AWS Database
Timestream
Fast, scalable, serverless time-series database for IoT and operational applications
Amazon Timestream is a fast, scalable, serverless time-series database designed for IoT telemetry, DevOps metrics, and operational data that is naturally timestamped. It automatically tiers data between an in-memory store for recent data and a cost-optimized magnetic store for historical data, separating hot and cold storage transparently. Timestream can store and analyze trillions of time-series data points per day at a fraction of the cost of a relational database storing the same data.
Timestream Architecture: Memory Store and Magnetic Store
Timestream automatically manages two storage tiers. Recent data lives in the in-memory store for high-speed ingest and query. As data ages past the memory store retention period, Timestream automatically moves it to the magnetic store. Queries transparently span both tiers.

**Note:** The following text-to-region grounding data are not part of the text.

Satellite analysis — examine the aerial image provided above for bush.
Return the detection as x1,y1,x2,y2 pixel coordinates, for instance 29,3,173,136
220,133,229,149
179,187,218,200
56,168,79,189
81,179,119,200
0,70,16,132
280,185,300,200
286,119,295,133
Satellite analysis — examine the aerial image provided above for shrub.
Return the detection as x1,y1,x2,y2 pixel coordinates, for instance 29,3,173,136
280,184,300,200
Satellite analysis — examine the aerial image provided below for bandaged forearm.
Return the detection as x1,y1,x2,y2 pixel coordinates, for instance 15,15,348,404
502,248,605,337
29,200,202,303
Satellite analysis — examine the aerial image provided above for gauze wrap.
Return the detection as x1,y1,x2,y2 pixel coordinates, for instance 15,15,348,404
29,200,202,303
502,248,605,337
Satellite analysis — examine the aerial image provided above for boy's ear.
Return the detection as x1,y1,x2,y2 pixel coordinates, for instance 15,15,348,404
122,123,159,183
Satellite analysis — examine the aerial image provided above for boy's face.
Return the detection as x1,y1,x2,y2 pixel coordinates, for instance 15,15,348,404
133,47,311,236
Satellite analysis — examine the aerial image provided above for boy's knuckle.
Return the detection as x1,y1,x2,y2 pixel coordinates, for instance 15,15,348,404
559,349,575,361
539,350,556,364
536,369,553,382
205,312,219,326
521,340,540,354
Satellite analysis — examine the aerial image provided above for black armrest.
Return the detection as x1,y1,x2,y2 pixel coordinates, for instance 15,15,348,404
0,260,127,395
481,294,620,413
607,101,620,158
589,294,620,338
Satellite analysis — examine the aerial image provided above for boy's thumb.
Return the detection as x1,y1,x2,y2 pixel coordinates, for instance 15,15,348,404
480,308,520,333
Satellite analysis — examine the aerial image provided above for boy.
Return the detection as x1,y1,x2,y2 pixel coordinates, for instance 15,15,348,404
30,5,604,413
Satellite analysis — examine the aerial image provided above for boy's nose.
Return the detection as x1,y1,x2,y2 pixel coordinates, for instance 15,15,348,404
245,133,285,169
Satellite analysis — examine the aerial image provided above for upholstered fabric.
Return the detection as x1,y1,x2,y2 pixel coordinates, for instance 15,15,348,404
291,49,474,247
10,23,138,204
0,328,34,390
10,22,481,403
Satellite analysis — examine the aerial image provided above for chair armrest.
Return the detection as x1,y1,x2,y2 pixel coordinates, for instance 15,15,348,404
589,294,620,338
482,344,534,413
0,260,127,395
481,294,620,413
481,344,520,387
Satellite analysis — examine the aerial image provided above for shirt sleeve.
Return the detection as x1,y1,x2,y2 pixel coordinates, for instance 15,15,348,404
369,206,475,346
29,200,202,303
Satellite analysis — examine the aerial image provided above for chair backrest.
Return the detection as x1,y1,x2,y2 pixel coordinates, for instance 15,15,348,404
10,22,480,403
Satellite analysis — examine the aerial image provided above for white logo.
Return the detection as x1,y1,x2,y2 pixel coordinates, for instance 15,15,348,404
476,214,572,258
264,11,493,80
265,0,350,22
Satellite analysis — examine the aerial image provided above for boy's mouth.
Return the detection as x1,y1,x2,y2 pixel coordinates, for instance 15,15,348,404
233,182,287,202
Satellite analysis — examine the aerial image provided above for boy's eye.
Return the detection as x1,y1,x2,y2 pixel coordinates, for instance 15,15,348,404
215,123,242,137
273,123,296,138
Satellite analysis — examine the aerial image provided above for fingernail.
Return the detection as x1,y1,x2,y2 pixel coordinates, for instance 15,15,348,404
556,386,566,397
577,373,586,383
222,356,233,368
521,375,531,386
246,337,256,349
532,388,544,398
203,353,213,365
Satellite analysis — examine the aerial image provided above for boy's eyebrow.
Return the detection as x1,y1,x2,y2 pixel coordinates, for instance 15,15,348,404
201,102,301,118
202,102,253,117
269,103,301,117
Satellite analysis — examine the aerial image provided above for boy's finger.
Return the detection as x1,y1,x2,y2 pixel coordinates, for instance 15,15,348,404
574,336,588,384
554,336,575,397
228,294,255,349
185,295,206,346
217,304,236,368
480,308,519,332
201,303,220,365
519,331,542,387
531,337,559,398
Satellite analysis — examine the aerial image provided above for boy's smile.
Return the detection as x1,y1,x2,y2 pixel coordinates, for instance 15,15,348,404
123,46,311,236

| Attribute | Memory Store | Magnetic Store |
|---|---|---|
| Purpose | Recent data; high-speed writes and queries | Historical data; cost-optimized |
| Latency | Microseconds to milliseconds | Milliseconds to seconds |
| Retention | Configurable (hours to days) | Configurable (years; up to unlimited) |
| Cost | Higher (per GB-hour) | Lower (per GB-month) |
| Data movement | Automatic when memory retention expires | Transparent to queries |
A common configuration for IoT telemetry is a 24-hour memory store with a 1-year magnetic store. Recent dashboard queries hit the memory store and are fast; historical analytics queries go to the magnetic store at lower cost.
Data Model: Databases, Tables, Dimensions, Measures, and Time
Timestream organizes data differently from relational databases. Every record has a timestamp, dimensions (metadata that describes the series), and measures (the actual measured values).
| Concept | Description | Example |
|---|---|---|
| Database | Logical container for tables | 'iot-sensors' |
| Table | Container for time-series records | 'temperature-readings' |
| Dimension | Metadata identifying the time series; low cardinality | device_id, location, sensor_type |
| Measure name | What is being measured | 'cpu_utilization', 'temperature' |
| Measure value | The actual reading | 72.5, 98 |
| Time | Timestamp of the measurement (nanosecond precision) | 2024-01-15 10:00:00.000000000 |
-- Timestream uses a SQL-like query language
-- Query average temperature per device in the last hour
SELECT device_id,
AVG(measure_value::double) AS avg_temp,
bin(time, 5m) AS time_bucket
FROM "iot-sensors"."temperature-readings"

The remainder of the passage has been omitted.